Neurosis – Given To The Rising
Neurosis
Neurot Recordings
Je ne sais pas comment ils font. Un vent qui sent le soufre auprès des fans. Ça ne sent pas bon, diront les météorologues avertis. Un groupe qui n’a plus rien à prouver, et qu’une certaine pression fait qu’on attend toujours le nouvel album comme le messie animiste, alors que des jeunes loups ont déjà dépecé une partie du festin. « Given To The Rising » est un peu une manière de passer sous compresseur vingt ans de carrière, et de le sortir sous une enveloppe qui claque. Même si la pochette est aussi fascinante que rigolote, c’est bien l’angoisse qui étreint. Un album somme ? Ça sent la panne sèche. Je ne sais pas comment ils font. Bien sûr, Neurosis, c’est avant tout une affaire personnelle. Ça ne concerne pas un groupe de personnes mais une seule, celle qui écoute. Eh bien, profitons-en pour les différencier, les classer ces auditeurs-là, prototypes.

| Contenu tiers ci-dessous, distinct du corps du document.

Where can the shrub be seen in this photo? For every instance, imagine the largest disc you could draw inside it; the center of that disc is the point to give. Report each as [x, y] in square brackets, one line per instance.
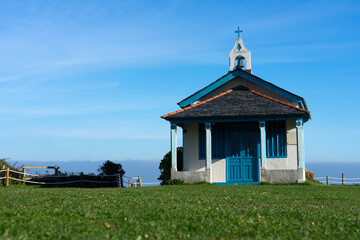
[5, 164]
[309, 175]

Les fans absolus de la période 90 par exemple, qui ne peuvent avoir d’érection ectoplasmique qu’avec les albums s’arrêtant à « Times Of grace ». N’oublions pas les fans « hard-de-chez-core », des chamans tatoués à grosse barbe, quelques dents en moins, même s’ils font caca sur la moquette, c’est forcément génial. Il y ceux qui détestent, ils ont essayé, n’ont jamais compris et ne s’en portent pas plus mal. Et puis, les déçus, ceux qui achètent quand même ou attendent le promo. Ils cracheront leurs fiels telluriques en commentaire de bas de page avant d’être oubliés.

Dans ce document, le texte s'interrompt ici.